Het verschil in behandeling dat, op het vlak van de omvang van de investeringsaftrek, bestaat tussen de vennootschappen die investeringen hebben gedaan in 1988 en 1989, naargelang zij hebben voorzien in de afsluiting van hun boekhouding vóór of op 31 december 1989, is het gevolg van een keuze van de vennootschappen zelf, die aan de wetgever niet kan worden verweten.
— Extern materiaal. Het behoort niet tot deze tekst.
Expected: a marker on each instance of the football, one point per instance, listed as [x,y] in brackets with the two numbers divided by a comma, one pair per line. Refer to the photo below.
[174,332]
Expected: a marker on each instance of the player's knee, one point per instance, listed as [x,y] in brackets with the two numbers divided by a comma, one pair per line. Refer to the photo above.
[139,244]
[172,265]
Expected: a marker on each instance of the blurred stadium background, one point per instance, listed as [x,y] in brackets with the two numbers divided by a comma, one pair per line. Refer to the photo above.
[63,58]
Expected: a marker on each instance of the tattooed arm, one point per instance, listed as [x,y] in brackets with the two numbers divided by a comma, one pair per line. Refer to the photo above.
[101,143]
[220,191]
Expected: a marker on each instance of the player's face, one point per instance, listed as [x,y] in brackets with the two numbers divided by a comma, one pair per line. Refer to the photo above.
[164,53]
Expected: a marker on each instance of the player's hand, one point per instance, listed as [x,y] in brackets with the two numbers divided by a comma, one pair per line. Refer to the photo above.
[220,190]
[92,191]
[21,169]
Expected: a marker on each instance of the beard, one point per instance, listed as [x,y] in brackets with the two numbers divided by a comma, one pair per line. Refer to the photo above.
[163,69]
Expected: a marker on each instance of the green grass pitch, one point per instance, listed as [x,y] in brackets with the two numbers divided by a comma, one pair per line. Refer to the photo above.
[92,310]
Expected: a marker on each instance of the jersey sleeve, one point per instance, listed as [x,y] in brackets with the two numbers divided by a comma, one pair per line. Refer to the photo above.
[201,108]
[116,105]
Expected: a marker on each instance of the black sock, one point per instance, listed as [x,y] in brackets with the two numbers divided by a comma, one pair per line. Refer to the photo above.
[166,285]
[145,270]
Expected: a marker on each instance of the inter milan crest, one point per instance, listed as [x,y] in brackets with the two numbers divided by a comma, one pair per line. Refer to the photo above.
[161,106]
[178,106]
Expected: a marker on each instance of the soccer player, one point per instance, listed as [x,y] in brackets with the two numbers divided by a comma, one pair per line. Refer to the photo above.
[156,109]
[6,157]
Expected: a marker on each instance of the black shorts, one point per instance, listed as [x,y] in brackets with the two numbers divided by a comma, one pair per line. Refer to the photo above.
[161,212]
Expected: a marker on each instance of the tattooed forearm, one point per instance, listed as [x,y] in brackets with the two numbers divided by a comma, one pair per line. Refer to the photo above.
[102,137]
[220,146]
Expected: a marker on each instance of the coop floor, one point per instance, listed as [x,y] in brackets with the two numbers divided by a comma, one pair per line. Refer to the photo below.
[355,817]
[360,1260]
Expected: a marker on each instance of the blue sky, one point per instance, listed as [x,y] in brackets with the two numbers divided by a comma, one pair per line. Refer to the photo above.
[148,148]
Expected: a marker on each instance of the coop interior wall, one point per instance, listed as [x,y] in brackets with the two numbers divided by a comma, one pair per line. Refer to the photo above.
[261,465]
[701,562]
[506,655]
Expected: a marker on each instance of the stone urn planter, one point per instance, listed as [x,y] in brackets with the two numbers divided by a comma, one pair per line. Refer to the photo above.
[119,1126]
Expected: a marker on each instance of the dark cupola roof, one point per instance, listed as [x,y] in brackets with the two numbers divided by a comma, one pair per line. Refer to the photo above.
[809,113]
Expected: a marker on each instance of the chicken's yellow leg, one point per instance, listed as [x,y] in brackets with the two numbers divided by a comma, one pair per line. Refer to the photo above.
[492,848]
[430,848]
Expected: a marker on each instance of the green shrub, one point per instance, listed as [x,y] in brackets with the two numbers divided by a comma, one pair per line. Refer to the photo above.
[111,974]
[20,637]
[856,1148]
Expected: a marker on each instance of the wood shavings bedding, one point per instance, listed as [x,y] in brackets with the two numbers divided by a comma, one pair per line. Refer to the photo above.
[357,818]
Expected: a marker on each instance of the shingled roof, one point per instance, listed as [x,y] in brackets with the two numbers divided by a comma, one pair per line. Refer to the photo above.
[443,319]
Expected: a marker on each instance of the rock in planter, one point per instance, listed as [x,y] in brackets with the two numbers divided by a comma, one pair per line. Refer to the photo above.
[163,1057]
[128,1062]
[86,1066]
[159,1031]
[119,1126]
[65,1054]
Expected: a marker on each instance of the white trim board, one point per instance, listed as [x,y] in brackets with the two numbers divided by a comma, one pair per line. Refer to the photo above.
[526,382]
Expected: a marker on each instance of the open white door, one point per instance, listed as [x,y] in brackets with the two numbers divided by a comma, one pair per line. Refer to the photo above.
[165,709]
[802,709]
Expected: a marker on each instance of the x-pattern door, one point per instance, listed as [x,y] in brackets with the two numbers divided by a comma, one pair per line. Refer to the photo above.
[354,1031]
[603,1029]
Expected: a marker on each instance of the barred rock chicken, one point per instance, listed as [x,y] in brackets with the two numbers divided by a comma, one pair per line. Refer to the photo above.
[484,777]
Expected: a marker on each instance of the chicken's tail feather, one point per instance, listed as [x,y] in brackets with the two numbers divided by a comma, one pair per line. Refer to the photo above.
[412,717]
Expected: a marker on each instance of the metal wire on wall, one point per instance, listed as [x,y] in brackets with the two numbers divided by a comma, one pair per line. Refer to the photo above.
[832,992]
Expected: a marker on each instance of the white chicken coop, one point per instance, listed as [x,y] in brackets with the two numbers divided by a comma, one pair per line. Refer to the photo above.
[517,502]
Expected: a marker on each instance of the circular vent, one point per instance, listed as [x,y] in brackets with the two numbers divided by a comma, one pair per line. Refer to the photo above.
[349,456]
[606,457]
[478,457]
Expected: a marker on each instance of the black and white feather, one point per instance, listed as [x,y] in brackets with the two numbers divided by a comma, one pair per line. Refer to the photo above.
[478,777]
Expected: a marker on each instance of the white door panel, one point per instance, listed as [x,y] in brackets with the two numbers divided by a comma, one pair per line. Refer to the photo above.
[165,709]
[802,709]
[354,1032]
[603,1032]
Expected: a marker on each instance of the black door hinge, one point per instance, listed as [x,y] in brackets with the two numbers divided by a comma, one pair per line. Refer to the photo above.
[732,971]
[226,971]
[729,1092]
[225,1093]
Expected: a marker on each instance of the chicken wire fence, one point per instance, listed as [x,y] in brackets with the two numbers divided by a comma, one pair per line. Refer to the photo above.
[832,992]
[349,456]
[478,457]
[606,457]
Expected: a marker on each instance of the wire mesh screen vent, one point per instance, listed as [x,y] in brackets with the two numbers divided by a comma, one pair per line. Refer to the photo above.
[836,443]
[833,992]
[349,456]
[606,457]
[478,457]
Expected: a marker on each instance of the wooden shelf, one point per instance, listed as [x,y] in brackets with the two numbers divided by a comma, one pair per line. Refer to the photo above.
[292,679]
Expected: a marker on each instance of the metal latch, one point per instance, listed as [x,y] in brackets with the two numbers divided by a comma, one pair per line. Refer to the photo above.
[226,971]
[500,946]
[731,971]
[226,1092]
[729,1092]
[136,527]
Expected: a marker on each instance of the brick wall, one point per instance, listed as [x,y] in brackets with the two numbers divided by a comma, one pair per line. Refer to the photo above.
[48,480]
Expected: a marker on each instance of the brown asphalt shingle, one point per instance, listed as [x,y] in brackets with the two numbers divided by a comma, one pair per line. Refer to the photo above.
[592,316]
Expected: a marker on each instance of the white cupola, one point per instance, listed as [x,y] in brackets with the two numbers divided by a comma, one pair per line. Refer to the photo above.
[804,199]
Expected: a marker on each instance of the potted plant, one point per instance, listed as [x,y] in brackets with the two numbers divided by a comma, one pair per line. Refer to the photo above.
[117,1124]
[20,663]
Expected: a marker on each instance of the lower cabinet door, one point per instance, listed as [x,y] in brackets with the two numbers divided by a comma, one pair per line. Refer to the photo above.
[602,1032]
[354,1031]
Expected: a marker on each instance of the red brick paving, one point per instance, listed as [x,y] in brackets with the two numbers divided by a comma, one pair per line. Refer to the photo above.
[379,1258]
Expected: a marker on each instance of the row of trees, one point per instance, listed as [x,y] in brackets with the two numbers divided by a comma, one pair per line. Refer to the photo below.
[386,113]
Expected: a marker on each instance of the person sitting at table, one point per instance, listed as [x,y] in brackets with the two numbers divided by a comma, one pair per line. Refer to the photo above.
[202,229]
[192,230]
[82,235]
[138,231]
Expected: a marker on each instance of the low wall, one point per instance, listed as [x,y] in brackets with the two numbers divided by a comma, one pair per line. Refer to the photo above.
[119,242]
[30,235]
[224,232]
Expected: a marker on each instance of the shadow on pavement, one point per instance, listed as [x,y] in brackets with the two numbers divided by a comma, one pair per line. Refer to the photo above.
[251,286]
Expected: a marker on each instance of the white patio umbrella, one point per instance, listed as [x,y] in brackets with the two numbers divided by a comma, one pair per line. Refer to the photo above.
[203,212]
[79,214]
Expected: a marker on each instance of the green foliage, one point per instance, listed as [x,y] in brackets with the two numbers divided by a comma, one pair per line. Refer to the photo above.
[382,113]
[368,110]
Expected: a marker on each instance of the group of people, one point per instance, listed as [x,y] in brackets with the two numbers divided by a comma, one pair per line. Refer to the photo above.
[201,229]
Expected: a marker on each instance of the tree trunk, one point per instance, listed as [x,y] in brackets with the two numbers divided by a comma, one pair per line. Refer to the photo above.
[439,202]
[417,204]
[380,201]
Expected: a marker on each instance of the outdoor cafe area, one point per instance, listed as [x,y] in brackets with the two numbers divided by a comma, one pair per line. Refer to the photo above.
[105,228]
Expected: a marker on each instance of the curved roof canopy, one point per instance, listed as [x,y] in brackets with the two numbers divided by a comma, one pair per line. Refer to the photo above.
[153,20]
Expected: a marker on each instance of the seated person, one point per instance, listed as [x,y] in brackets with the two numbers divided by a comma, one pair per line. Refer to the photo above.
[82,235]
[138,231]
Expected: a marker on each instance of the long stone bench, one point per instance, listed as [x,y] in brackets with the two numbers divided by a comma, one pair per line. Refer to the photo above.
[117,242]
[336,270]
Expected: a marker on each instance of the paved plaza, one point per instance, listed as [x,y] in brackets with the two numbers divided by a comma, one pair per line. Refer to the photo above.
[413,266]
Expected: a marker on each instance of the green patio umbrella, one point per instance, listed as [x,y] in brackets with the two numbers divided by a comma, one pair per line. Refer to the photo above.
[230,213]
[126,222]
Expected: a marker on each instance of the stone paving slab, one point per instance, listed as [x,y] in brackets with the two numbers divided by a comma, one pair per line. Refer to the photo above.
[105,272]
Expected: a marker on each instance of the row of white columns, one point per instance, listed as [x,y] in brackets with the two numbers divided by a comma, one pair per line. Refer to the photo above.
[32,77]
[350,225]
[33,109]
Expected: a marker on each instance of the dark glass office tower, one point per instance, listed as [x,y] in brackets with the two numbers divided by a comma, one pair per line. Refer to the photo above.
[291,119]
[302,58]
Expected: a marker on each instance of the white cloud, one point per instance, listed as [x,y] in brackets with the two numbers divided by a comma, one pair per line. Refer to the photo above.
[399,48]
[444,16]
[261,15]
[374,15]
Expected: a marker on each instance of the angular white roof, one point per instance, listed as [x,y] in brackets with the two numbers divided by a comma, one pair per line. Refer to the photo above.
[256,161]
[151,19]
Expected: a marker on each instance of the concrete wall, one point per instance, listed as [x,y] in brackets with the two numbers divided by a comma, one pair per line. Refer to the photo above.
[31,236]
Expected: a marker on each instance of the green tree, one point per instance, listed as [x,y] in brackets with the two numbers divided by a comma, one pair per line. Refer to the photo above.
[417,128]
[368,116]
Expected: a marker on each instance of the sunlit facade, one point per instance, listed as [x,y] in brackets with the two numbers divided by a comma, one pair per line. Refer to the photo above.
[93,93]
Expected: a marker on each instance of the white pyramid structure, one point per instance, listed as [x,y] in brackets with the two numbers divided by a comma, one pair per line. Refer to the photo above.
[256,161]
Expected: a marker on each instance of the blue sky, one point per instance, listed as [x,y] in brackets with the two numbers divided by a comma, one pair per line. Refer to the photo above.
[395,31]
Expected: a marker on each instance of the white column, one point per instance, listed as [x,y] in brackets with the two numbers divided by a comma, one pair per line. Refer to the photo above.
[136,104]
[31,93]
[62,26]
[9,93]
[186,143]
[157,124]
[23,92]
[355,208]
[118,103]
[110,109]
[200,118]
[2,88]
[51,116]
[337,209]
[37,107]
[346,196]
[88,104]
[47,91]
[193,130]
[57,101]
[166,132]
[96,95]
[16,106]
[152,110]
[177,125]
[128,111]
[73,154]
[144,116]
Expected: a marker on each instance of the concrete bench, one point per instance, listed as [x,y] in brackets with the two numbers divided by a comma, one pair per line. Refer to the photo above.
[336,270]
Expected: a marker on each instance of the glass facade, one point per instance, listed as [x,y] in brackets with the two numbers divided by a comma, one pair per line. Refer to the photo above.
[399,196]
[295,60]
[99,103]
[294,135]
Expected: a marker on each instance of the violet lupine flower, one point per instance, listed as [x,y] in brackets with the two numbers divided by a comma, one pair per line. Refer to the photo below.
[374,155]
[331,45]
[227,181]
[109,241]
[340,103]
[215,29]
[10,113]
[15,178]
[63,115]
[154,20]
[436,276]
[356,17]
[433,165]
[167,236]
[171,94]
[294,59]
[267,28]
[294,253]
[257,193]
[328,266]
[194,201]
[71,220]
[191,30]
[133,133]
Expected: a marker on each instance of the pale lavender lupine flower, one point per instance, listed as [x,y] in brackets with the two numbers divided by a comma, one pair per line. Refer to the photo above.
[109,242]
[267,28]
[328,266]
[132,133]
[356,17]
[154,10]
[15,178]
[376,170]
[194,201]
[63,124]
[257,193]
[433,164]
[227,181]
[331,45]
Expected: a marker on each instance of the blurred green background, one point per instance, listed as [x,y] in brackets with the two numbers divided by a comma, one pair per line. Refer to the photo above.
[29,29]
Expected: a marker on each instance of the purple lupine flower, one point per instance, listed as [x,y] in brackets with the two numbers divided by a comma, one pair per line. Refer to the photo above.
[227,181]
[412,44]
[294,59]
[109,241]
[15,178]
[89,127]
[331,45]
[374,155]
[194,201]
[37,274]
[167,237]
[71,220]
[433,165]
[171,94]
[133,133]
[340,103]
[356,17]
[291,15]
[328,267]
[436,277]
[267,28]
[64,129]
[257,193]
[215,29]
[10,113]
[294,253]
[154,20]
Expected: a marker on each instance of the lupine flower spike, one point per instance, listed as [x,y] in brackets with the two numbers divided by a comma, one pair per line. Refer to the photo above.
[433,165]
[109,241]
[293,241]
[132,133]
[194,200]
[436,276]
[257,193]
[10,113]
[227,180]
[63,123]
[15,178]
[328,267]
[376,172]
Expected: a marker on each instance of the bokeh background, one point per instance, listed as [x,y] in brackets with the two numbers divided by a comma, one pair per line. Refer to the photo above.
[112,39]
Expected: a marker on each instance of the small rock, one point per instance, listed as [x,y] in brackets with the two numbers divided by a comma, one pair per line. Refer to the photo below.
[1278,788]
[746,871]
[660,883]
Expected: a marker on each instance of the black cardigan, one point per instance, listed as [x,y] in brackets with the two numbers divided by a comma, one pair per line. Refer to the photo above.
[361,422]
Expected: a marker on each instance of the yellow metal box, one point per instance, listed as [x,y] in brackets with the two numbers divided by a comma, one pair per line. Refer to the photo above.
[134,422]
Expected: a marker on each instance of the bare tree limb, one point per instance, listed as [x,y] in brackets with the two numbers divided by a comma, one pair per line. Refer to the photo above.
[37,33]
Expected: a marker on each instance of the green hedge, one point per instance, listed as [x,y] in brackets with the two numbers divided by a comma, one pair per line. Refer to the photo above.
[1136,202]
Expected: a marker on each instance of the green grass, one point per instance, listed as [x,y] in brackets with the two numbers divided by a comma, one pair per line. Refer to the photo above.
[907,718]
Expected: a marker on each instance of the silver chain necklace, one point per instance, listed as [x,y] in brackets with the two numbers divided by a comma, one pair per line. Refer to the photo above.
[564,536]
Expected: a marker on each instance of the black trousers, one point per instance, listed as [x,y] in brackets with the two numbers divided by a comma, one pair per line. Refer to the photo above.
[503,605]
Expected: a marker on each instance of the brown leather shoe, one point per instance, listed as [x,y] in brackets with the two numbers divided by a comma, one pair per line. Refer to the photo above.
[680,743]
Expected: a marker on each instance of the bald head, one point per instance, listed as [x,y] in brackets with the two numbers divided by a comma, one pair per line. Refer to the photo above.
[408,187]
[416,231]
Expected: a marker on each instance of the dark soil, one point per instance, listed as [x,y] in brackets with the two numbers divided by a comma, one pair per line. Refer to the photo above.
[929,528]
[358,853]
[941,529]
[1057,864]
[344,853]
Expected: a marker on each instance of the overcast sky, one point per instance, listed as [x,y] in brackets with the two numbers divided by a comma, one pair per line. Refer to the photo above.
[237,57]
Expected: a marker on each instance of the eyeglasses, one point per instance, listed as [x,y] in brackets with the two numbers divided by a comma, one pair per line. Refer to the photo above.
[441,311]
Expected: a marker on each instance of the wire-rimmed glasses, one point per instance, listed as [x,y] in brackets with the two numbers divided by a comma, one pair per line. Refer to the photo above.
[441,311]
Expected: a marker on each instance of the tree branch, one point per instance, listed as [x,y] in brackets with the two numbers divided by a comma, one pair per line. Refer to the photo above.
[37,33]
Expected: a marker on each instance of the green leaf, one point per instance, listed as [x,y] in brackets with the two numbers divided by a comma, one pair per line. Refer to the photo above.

Door het eerste boekjaar te laten lopen over een tijdperk dat langer is dan een jaar en het eerste boekjaar af te sluiten op 31 december 1989, heeft de verzoekende partij voor het verwijzende rechtscollege ervoor geopteerd het eerste belastbare tijdperk van haar werking te laten samenvallen met het aanslagjaar 1990, waaromtrent de wetgever nog wetgevend kon optreden, zodat, te dezen, de wettelijke regeling niet kan worden geacht met terugwerkende kracht te zijn ingevoerd.
B.7. De prejudiciële vraag dient ontkennend te worden beantwoord.
Om die redenen, het Hof zegt voor recht : De artikelen 20, 39, 1°, en 40, § 4, van de wet van 7 december 1988 houdende hervorming van de inkomstenbelasting en wijziging van de met het zegel gelijkgestelde taksen schenden de artikelen 10, 11 en 172 van de Grondwet niet doordat ze tot gevolg hebben dat de omvang van de investeringsaftrek voor investeringen gedaan in de kalenderjaren 1988 en 1989, verschillend is naar gelang van de wijze van boekhouden.
Aldus uitgesproken in het Nederlands en het Frans, overeenkomstig artikel 65 van de bijzondere wet van 6 januari 1989 op het Arbitragehof, op de openbare terechtzitting van 11 mei 2005.
De griffier, L. Potoms.
De voorzitter, A. Arts.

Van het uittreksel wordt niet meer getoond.